Gutscheine - So vermeiden Sie Enttäuschung und Ärger
Dr. Dietmar Kowertz in Verbraucherschutz Vertraulich
vom 21. August 2008, 10:00 Uhr
GNL5356
Haben Sie auch zum Weihnachtsfest oder zum Geburtstag Gutscheine verschenkt oder selbst geschenkt bekommen? Dann sollten Sie ein paar wenig bekannte Fakten kennen, die Sie selbst oder den Beschenkten vor späteren Enttäuschungen oder gar massivem Ärger bewahren.
„Gutscheine sind wie Geld", meinen viele. Das stimmt nicht, denn es gibt ein paar gravierende Unterschiede. VERBRAUCHERSCHUTZ-VERTRAULICH hat sie herausgefunden.
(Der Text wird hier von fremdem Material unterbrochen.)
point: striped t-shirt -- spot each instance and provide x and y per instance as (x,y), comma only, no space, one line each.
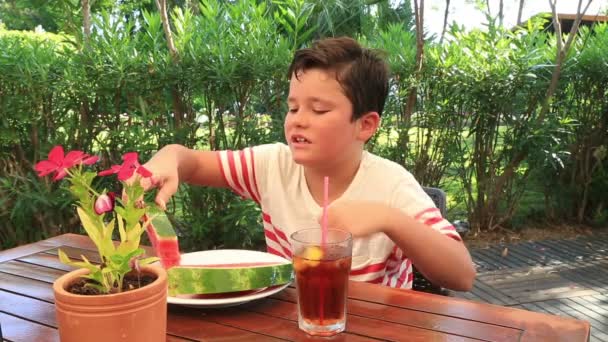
(268,175)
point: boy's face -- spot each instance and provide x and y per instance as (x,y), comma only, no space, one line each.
(318,125)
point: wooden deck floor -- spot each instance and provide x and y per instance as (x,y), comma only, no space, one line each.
(561,277)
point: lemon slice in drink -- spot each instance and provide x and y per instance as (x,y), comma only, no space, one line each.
(313,253)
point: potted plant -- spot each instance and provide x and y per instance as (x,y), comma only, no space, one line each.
(124,297)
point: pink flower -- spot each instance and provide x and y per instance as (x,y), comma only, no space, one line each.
(59,163)
(104,203)
(129,166)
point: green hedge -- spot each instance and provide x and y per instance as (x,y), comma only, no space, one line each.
(477,113)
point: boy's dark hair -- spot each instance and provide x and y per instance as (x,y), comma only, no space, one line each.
(361,72)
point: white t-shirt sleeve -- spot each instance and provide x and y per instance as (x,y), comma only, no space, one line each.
(244,170)
(413,200)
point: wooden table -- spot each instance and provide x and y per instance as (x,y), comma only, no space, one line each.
(374,312)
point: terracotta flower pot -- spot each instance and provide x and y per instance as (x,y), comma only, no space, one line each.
(136,315)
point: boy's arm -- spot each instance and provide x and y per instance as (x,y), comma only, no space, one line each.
(175,163)
(442,259)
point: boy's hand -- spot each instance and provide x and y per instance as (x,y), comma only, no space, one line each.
(165,175)
(361,218)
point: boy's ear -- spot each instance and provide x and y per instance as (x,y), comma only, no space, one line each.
(368,124)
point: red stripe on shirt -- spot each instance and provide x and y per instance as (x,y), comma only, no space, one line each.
(377,280)
(233,174)
(246,176)
(369,269)
(255,180)
(403,274)
(219,161)
(428,210)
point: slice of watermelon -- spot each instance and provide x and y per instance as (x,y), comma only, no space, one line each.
(213,279)
(163,239)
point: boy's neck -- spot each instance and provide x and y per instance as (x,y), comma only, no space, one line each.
(340,176)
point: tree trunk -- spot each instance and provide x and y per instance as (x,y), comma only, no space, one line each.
(419,17)
(500,12)
(178,108)
(86,21)
(520,11)
(445,20)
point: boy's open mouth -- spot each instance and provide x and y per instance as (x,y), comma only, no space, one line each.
(299,139)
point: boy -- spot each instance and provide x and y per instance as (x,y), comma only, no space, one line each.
(336,96)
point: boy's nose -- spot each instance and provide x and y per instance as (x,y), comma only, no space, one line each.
(300,119)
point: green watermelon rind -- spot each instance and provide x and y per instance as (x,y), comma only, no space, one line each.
(191,280)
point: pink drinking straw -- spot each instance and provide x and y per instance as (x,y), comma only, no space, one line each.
(324,219)
(323,242)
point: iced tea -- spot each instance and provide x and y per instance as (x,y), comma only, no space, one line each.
(321,282)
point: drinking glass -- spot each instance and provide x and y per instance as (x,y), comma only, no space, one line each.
(322,270)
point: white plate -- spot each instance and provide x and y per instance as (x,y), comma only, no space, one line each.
(227,256)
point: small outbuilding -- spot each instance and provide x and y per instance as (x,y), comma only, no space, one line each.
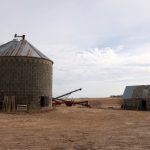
(25,77)
(136,97)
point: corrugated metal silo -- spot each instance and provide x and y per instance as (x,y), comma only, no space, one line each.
(25,73)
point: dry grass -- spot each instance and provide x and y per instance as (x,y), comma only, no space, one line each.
(74,128)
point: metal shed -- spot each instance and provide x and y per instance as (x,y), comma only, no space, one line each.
(25,74)
(137,97)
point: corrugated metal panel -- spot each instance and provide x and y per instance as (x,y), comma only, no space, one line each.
(20,48)
(139,91)
(128,92)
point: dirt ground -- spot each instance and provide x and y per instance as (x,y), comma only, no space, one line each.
(76,128)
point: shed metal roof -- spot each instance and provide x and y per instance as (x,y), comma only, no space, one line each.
(137,91)
(20,48)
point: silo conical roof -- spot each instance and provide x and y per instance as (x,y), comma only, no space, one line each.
(20,48)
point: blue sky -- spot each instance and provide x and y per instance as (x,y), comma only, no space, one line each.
(98,45)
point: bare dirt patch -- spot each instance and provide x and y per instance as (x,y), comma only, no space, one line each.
(73,128)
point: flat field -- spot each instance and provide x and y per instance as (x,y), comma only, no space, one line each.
(76,128)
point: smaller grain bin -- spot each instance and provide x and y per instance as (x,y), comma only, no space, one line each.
(136,97)
(25,76)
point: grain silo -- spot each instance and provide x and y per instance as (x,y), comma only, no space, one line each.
(136,97)
(25,75)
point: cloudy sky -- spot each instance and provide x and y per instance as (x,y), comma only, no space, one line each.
(98,45)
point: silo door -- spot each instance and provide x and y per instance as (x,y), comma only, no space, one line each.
(44,101)
(144,107)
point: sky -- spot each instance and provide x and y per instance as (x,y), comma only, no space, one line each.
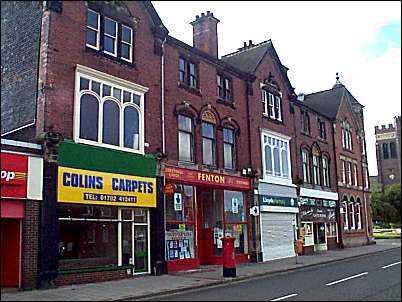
(360,40)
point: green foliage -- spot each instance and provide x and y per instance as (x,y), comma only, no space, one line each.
(387,206)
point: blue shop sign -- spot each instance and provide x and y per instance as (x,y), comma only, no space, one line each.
(269,200)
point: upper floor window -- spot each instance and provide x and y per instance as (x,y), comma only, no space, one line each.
(186,141)
(271,105)
(356,183)
(325,171)
(208,144)
(385,151)
(228,148)
(109,111)
(223,88)
(305,122)
(108,36)
(276,156)
(316,169)
(306,166)
(188,73)
(347,136)
(321,128)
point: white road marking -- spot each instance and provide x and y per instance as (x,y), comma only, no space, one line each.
(389,265)
(348,278)
(284,297)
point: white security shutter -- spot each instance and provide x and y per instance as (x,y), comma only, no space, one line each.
(277,235)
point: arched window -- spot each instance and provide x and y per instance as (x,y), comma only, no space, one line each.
(131,127)
(325,171)
(352,213)
(306,166)
(345,213)
(108,112)
(89,115)
(268,159)
(358,213)
(111,118)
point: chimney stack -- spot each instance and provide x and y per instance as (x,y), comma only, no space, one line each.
(205,34)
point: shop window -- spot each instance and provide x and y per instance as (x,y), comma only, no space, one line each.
(229,148)
(235,219)
(186,138)
(208,144)
(180,225)
(113,118)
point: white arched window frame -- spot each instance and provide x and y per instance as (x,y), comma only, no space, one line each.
(358,214)
(135,99)
(345,214)
(279,146)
Gutscheine haben ein gesetzliches Verfallsdatum
Im Gegensatz zum Geld haben Gutscheine ein gesetzliches Verfallsdatum. Drei Jahre nach dem Ausstellungsdatum erlischt jeder Gutschein. Er kann dann weder eingelöst noch erstattet werden. Bei etwas gutem Willen auf beiden Seiten sollte aber eine gütliche Einigung möglich sein. Schließlich ist der Verkäufer auch in Zukunft auf seine Kunden angewiesen.
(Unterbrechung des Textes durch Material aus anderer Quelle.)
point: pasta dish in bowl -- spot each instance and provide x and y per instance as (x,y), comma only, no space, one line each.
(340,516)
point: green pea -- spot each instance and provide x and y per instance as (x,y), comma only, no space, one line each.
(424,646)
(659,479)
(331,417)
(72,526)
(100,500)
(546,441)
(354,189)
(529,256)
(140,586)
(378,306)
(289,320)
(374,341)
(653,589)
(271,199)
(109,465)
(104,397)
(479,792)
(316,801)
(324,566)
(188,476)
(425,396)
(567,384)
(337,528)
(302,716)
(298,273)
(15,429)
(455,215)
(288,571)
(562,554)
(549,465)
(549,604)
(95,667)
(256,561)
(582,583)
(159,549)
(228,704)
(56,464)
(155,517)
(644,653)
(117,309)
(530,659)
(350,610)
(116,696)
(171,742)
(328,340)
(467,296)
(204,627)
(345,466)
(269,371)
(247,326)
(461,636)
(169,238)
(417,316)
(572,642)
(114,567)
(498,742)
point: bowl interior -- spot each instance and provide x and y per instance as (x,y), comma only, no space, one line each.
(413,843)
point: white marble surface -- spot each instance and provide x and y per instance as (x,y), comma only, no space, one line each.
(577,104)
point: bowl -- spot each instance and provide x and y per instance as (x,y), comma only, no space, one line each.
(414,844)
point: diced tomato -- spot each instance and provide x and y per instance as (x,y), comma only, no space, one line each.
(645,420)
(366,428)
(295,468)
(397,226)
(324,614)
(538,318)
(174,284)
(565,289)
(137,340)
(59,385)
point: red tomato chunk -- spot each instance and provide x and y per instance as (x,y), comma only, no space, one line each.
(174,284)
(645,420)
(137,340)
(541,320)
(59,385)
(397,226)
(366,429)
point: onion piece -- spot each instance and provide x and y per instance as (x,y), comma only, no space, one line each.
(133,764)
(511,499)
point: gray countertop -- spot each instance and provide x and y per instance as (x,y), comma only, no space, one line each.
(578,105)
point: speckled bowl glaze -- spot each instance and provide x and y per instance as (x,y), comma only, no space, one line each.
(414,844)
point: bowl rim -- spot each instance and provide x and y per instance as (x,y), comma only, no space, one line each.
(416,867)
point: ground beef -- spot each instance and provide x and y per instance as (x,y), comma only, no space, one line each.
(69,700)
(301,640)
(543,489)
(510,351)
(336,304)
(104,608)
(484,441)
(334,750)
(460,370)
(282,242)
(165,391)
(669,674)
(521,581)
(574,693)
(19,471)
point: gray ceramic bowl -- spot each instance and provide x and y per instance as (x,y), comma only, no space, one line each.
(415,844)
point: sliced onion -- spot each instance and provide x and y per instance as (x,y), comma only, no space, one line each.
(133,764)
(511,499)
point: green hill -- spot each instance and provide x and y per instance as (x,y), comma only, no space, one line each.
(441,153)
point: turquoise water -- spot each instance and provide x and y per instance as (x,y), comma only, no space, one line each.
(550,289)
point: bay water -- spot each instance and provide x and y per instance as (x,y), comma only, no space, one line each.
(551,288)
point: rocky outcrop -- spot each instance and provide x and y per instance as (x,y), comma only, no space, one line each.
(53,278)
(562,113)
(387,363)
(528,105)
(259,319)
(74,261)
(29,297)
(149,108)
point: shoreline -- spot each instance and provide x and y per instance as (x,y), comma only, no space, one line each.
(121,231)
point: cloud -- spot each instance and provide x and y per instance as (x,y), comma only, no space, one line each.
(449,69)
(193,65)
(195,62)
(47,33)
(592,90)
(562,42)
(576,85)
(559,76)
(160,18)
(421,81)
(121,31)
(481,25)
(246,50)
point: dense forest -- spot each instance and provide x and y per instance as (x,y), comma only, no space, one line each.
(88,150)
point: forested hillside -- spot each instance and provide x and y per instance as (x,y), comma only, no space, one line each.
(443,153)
Wenn ein kürzeres Verfallsdatum angegeben ist
sollten Sie sich überlegen, überhaupt einen Gutschein zu kaufen. Denn nicht jeder Beschenkte kann sich beispielsweise schon innerhalb eines Jahres zur Einlösung entschließen. Beachten Sie daher das Kleingedruckte auf dem Gutschein oder dessen Rückseite. Generell gilt: Eine kürzere Fristsetzung durch den Verkäufer ist nicht unbillig, sondern entspricht der allgemeinen Freiheit bei der Gestaltung von Verträgen.
Gutscheine können aber noch schneller wertlos werden
Dann nämlich, wenn das Geschäft, in dem der Gutschein erworben wurde, Pleite macht.
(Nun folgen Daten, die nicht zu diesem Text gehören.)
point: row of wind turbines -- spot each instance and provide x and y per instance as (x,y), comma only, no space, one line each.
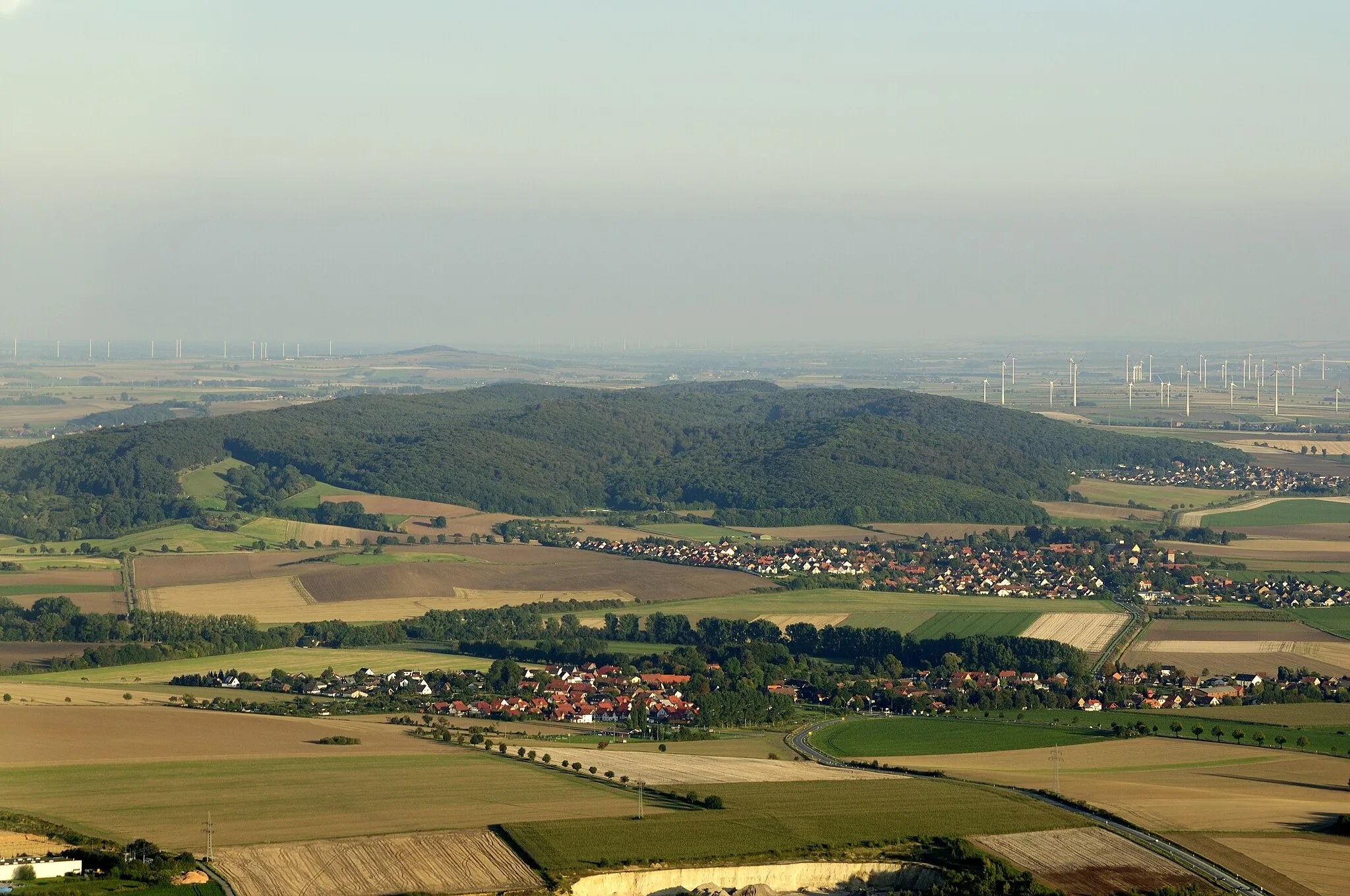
(1253,374)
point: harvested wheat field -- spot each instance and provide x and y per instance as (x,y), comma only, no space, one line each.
(666,768)
(1320,864)
(440,862)
(276,600)
(13,845)
(60,735)
(819,620)
(1175,785)
(1087,861)
(1090,632)
(173,570)
(404,507)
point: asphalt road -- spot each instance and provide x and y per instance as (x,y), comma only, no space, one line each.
(1195,864)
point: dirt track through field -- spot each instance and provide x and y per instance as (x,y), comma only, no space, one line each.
(1088,861)
(1088,632)
(664,768)
(443,862)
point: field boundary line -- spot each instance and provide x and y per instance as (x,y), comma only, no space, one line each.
(300,589)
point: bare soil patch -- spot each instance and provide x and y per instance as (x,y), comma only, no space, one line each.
(528,569)
(1088,861)
(1079,511)
(819,620)
(1090,632)
(13,845)
(473,861)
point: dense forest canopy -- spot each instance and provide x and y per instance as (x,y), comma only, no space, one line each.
(757,454)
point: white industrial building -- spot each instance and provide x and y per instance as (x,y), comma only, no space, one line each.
(42,866)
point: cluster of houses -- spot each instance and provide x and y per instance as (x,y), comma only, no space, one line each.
(1221,475)
(585,694)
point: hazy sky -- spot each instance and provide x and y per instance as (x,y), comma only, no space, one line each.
(498,173)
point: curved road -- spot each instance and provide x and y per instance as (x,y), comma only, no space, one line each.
(800,741)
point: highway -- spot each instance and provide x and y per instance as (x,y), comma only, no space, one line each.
(800,741)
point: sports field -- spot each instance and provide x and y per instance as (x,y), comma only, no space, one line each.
(784,818)
(924,736)
(1287,512)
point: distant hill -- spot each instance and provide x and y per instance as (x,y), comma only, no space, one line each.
(759,454)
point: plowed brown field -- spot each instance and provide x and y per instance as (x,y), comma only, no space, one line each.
(1088,861)
(544,571)
(446,862)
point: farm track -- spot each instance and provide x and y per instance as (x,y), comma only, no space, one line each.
(800,741)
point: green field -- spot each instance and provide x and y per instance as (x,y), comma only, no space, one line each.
(698,532)
(47,587)
(206,486)
(783,820)
(308,660)
(310,497)
(277,799)
(1249,719)
(1334,620)
(964,624)
(1156,497)
(1288,512)
(922,736)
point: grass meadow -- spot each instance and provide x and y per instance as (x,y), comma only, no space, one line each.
(925,736)
(1291,512)
(783,820)
(1156,497)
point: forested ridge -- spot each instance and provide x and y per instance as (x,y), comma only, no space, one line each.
(759,454)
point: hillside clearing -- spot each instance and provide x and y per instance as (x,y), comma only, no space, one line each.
(443,862)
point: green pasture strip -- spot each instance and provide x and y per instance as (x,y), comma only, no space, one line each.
(784,820)
(964,624)
(49,587)
(926,736)
(1285,512)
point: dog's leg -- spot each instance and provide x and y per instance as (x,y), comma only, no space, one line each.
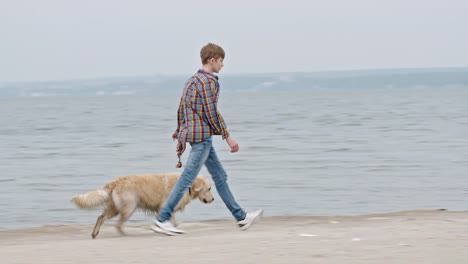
(106,215)
(124,216)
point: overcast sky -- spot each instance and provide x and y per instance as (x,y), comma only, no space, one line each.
(74,39)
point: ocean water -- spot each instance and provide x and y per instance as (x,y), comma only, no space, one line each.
(311,152)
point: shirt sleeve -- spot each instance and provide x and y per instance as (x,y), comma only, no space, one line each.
(209,94)
(180,117)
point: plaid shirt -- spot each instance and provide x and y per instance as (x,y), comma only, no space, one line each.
(198,116)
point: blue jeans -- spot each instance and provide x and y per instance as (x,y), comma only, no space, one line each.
(202,153)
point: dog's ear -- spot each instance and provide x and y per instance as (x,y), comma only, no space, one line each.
(198,184)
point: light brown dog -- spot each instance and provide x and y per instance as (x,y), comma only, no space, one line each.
(148,192)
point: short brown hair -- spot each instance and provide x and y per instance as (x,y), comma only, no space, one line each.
(210,51)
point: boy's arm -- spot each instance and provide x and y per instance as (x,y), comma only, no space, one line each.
(208,94)
(180,117)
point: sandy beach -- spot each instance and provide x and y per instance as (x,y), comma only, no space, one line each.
(401,237)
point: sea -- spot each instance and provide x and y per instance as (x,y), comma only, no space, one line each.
(308,152)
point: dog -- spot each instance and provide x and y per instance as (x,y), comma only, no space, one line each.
(149,192)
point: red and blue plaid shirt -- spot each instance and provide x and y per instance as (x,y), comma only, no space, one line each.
(198,116)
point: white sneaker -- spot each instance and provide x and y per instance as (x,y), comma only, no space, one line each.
(249,219)
(166,227)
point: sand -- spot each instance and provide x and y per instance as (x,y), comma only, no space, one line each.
(402,237)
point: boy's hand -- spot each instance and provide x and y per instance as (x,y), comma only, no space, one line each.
(180,148)
(232,144)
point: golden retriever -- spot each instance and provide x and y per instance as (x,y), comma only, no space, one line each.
(148,192)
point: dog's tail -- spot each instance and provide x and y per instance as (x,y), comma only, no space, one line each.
(92,200)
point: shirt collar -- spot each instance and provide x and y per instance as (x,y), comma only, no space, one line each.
(208,74)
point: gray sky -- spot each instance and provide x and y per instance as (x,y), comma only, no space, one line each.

Gutschein weg - Anspruch futsch
Wer seinen Gutschein verliert, hat kaum Aussicht auf Erstattung. Wenn überhaupt, dann führen lediglich große Einzelhandelsgeschäfte oder Kaufhaus-Ketten über die ausgegebenen Gutscheine so akribisch Buch, dass im Verlustfall anhand der gespeicherten Daten ein Ersatz möglich ist. Selbst in diesen Fällen können Sie die Erstattung nicht einfordern, sondern sind auf die Kulanz des Händlers angewiesen. In der Regel gilt also: Gutschein weg - Anspruch futsch!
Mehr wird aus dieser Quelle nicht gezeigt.